Having had a spiritual awakening as a result of these steps, we tried to carry this message to alcoholics and to practice these principles in all our affairs. Step 12 Alcoholics Anonymous
Early on in recovery, I rebelled against the notion that I was never going to be safe outside of a recovery setting. I saw the value of “sticking with the winners” but I also remember laying in a detox bed with only a Big Book for entertainment and reading in a Vision For You how Alcoholics Anonymous was meant to get the alcoholic back to functioning in today’s society. I wanted that. I wanted to be able to walk into a grocery store, and if the check-out person didn’t smile at me, not think it was all about me and a good excuse for a binge. I wanted to go to a funeral sober. I wanted to go whitewater rafting in a dry county, enjoy the trip, and not be panic-stricken about where my next drink would come from.

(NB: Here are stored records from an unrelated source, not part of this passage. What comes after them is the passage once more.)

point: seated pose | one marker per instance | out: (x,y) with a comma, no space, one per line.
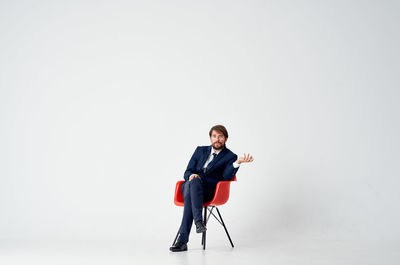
(208,166)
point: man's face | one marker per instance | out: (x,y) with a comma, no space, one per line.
(217,140)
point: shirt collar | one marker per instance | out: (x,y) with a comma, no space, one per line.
(214,151)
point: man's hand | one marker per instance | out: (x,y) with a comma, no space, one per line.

Today, that level of functioning is possible for me in recovery. I find it revealing in the past few years that the longer I stay sober, the more I come to rely on recovery contexts. Part of the reliance comes from doing more and more things in recovery for the first time. I keep coming back to the same thing – How do I do things sober for the first time? Next month I am going to South America to work in a very remote area, a 12-hour bus ride from the nearest city. A fiesta will occur during the time I am there. I find myself thinking about “how am I going to be a guest in a community where I don’t speak the language, where a good bit of the fiesta will involve alcohol, and not feel the need to drink?” As in the past years of weddings, celebrations, dinners, picnics, and other social events, I will think through the process in advance and be prepared.
Today, I find that I cannot compartmentalize life as recovery and other. That understanding speaks to the depths to which addictive thinking permeates the core of my existence, leading me to understand the need to practice these principles in all my affairs.